The Chinese Communist Party’s Extreme COVID-19 Regulations

The municipal health committee of Zhumadian, a city in the Henan province of China with a population of seven million, has publicly criticized the Chinese Communist Party’s extreme COVID-19 regulations, known as “zero-COVID,” for causing “devastating” and sometimes “brutal” effects on the city over the past three years. It is rare for a local public health body to criticize the CCP in China due to fear of retribution.

The health committee’s statement was quickly deleted after being published on its official WeChat page, but screenshots of it circulated widely on Chinese social media and on the website of a leading Chinese economic think tank.

Other CCP officials have recently begun to criticize Beijing’s zero-COVID policies, arguing that the coronavirus is now less threatening and even the more infectious omicron variant poses a lesser risk.

The Chinese Communist Party (CCP) has decided to ease some of the zero-COVID measures in response to public and internal pressure. These measures included mandatory testing for entry into public places, open-ended lockdowns, and health screenings for accessing certain areas.

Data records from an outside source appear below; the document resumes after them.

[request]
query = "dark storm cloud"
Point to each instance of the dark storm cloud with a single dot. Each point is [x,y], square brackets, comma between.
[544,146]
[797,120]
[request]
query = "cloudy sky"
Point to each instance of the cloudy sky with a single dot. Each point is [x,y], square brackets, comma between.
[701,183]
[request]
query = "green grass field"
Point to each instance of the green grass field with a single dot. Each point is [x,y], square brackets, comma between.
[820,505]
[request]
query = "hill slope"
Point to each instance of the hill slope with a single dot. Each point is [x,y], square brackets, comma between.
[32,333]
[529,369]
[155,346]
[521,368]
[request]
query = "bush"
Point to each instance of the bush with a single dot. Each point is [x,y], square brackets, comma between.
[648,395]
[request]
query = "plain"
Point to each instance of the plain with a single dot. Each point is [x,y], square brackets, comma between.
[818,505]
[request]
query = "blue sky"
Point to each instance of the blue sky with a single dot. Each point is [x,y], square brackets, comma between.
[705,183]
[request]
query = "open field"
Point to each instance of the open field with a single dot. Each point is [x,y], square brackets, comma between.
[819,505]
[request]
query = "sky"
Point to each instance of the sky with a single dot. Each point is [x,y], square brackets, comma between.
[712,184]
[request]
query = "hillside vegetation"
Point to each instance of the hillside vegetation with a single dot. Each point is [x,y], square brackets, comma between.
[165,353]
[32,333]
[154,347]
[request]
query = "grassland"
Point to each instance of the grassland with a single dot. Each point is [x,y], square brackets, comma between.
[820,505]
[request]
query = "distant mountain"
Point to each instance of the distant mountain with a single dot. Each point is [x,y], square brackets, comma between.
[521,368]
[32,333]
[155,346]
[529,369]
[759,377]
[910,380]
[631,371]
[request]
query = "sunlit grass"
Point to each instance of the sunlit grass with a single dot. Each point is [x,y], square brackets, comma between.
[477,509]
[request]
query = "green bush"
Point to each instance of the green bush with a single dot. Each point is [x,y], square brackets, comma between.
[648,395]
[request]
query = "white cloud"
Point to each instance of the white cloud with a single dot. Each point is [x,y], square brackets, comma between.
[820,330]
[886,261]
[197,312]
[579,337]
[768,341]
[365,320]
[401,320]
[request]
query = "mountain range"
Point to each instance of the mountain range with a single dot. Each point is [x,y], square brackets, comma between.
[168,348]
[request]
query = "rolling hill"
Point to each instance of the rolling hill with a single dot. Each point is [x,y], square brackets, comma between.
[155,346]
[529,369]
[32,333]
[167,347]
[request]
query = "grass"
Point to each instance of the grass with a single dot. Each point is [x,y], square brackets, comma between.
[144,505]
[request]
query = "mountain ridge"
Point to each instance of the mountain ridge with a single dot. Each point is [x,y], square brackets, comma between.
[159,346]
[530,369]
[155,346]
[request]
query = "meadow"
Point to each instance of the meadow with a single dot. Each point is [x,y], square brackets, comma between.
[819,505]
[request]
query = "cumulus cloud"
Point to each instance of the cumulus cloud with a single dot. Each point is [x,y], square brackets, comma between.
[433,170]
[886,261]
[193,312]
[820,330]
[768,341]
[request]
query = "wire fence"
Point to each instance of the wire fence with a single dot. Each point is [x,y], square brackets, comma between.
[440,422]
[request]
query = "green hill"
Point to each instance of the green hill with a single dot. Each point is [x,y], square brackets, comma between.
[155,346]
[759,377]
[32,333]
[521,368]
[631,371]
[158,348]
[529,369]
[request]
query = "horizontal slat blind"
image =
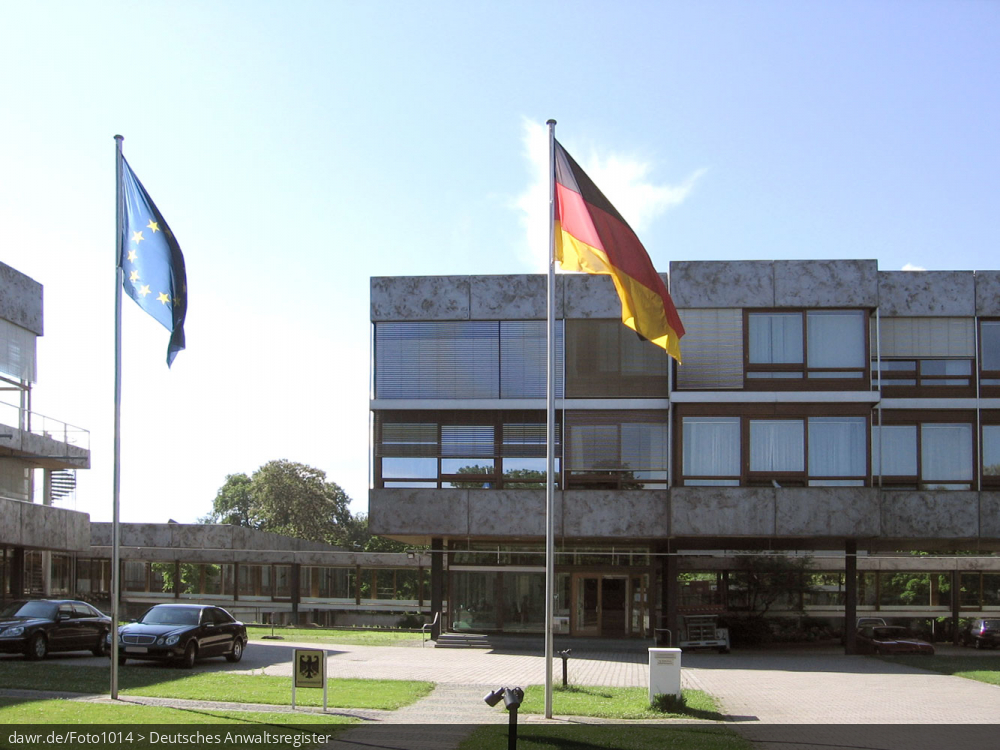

As a result of these changes, citizens in Beijing are now able to enter places such as parks, supermarkets, office buildings, and airports without presenting a recent negative COVID-19 test. Additionally, the CCP has announced that it will no longer require certain travel-related zero-COVID measures, including the use of a Communications Itinerary Card app that recorded a person’s travel between cities and provinces.

This app is now showing an “out-of-service” message. These changes are seen as a step towards reopening the country.

There are currently several apps in use in China that track and restrict the movements of individuals who have tested positive for COVID-19 or who have entered an area with recent cases. Additionally, some apps are being used to suppress protests related to COVID-19. Despite these measures, economic forecasters are optimistic about China’s relaxation of policies and the resulting increase in the value of the Chinese yuan against the US dollar.

However, there is also some nervousness among investors due to the contraction of the Chinese economy and the decline in imports over the past year. Forecasts for annual growth have also been reduced to below 3%, which is a significant decrease from the 8.1% growth seen in the previous year.